Question

Prove the binomial theorem using mathematical induction.

Short answer

By the principle of mathematical induction, \(P(n)\) is true for all positive integers \(n\). The required expression is \({(a + b)^n} = \sum\limits_{k = 0}^n {\left( {\begin{array}{*{20}{l}}n\\k\end{array}} \right)} {a^{n - k}}{b^k}\).

Step-by-step solution

Given variables and integer

\(a\)and \(b\) are variables

\({\bf{n}}\) is a positive integer

Definition of Binomial theorem

Binomial theorem, states that for any positive integer\(n\), the\(n\)th power of the sum of two numbers\(a\)and\(b\)may be expressed as the sum of\(n + 1\)terms of the form.

Proof by induction

Let \(P(n)\) be the statement.

\({(a + b)^n} = \sum\limits_{k = 0}^n {\left( {\begin{array}{*{20}{l}}n\\k\end{array}} \right)} {a^{n - k}}{b^k}\)

Basis step:

\(n = 1\)

\(\begin{array}{l}{(a + b)^n} = {(a + b)^1}\\{(a + b)^n} = a + b\sum\limits_{k = 0}^n {\left( {\begin{array}{*{20}{l}}n\\k\end{array}} \right)} {a^{n - k}}{b^k}\\{(a + b)^n} = \sum\limits_{k = 0}^1 {\left( {\begin{array}{*{20}{l}}1\\k\end{array}} \right)} {a^{1 - k}}{b^k}\end{array}\)

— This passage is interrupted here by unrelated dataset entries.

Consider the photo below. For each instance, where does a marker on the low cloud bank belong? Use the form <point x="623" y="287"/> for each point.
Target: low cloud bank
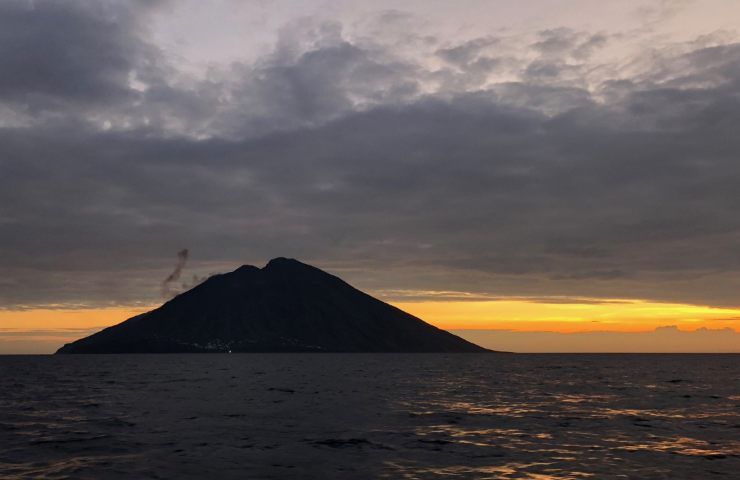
<point x="669" y="339"/>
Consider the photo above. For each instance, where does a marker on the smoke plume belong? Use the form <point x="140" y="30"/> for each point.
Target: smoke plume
<point x="182" y="258"/>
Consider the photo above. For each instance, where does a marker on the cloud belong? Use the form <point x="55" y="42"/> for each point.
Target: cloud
<point x="505" y="166"/>
<point x="668" y="339"/>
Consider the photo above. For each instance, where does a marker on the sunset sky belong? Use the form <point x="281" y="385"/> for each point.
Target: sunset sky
<point x="534" y="175"/>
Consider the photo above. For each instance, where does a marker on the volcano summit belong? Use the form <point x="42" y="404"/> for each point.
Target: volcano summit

\(\begin{array}{l}{(a + b)^n} = {a^1}{b^0} + {a^0}{b^1}\\{(a + b)^n} = a + b\end{array}\)

Thus \(P(1)\) is true.

Inductive step:

Let \(P(m)\) be true.

\({(a + b)^m} = \sum\limits_{k = 0}^m {\left( {\begin{array}{*{20}{c}}m\\k\end{array}} \right)} {a^{m - k}}{b^k}\)

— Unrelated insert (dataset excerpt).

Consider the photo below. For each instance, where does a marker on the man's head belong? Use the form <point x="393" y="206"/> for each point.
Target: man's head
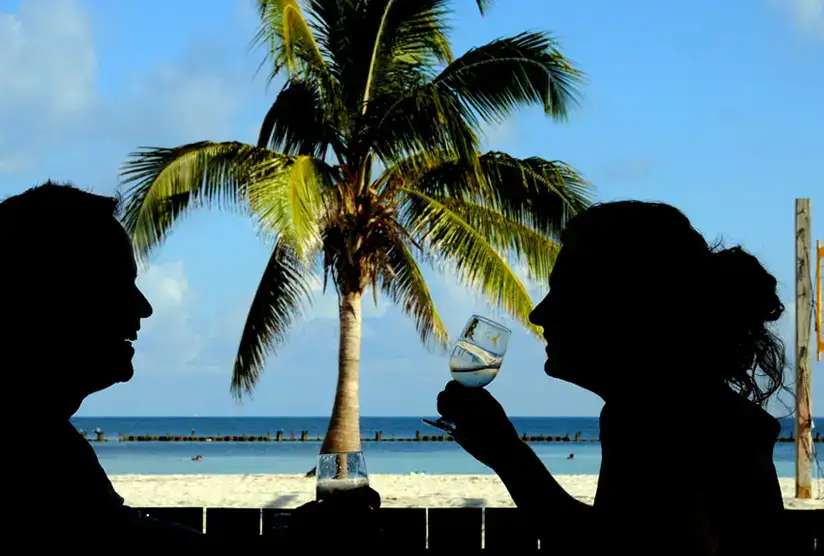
<point x="69" y="305"/>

Use distributive property and Pascal’s identity

prove that \(P(m + 1)\) is true:

\({(a + b)^{m + 1}} = (a + b){(a + b)^m}\)

Since \(P(k)\) is true.

\({(a + b)^{m + 1}} = (a + b)\left( {\sum\limits_{k = 0}^m {\left( {\begin{array}{*{20}{c}}m\\k\end{array}} \right)} {a^{m - k}}{b^k}} \right)\)

Use distributive property:

\(\begin{array}{l}{(a + b)^{m + 1}} = \sum\limits_{k = 0}^m {\left( {\begin{array}{*{20}{c}}m\\k\end{array}} \right)} {a^{m - k + 1}}{b^k} + \sum\limits_{k = 0}^m {\left( {\begin{array}{*{20}{c}}m\\k\end{array}} \right)} {a^{m - k}}{b^{k + 1}}\\{(a + b)^{m + 1}} = \sum\limits_{k = 0}^m {\left( {\begin{array}{*{20}{c}}m\\k\end{array}} \right)} {a^{m - k + 1}}{b^k} + \sum\limits_{k = 1}^{m + 1} {\left( {\begin{array}{*{20}{c}}m\\{k - 1}\end{array}} \right)} {a^{m - (k - 1)}}{b^k}\end{array}\)

\(\begin{array}{l}{(a + b)^{m + 1}} = \left( {\begin{array}{*{20}{c}}m\\0\end{array}} \right){a^{m + 1}}{b^0} + \sum\limits_{k = 1}^m {\left( {\left( {\begin{array}{*{20}{c}}m\\k\end{array}} \right) + \left( {\begin{array}{*{20}{c}}m\\{k - 1}\end{array}} \right)} \right)} {a^{m - k + 1}}{b^k} + \left( {\begin{array}{*{20}{c}}m\\m\end{array}} \right){a^0}{b^{m + 1}}\\{(a + b)^{m + 1}} = {a^{m + 1}} + \sum\limits_{k = 1}^m {\left( {\left( {\begin{array}{*{20}{c}}m\\k\end{array}} \right) + \left( {\begin{array}{*{20}{c}}m\\{k - 1}\end{array}} \right)} \right)} {a^{m - k + 1}}{b^k} + {b^{m + 1}}\end{array}\)

Use Pascal's identity:

\(\begin{array}{l}\left( {\begin{array}{*{20}{c}}{n + 1}\\k\end{array}} \right) = \left( {\begin{array}{*{20}{c}}n\\{k - 1}\end{array}} \right) + \left( {\begin{array}{*{20}{l}}n\\k\end{array}} \right)\\\left( {\begin{array}{*{20}{c}}{n + 1}\\k\end{array}} \right) = \left( {\begin{array}{*{20}{c}}{m + 1}\\0\end{array}} \right){a^{m + 1}}{b^0} + \sum\limits_{k = 1}^m {\left( {\begin{array}{*{20}{c}}{m + 1}\\k\end{array}} \right)} {a^{m - k + 1}}{b^k} + \left( {\begin{array}{*{20}{c}}{m + 1}\\{m + 1}\end{array}} \right){a^0}{b^{m + 1}}\\\left( {\begin{array}{*{20}{c}}{n + 1}\\k\end{array}} \right) = \sum\limits_{k = 0}^{m + 1} {\left( {\begin{array}{*{20}{c}}{m + 1}\\k\end{array}} \right)} {a^{m - k + 1}}{b^k}\end{array}\)

Thus \(P(k + 1)\) is true.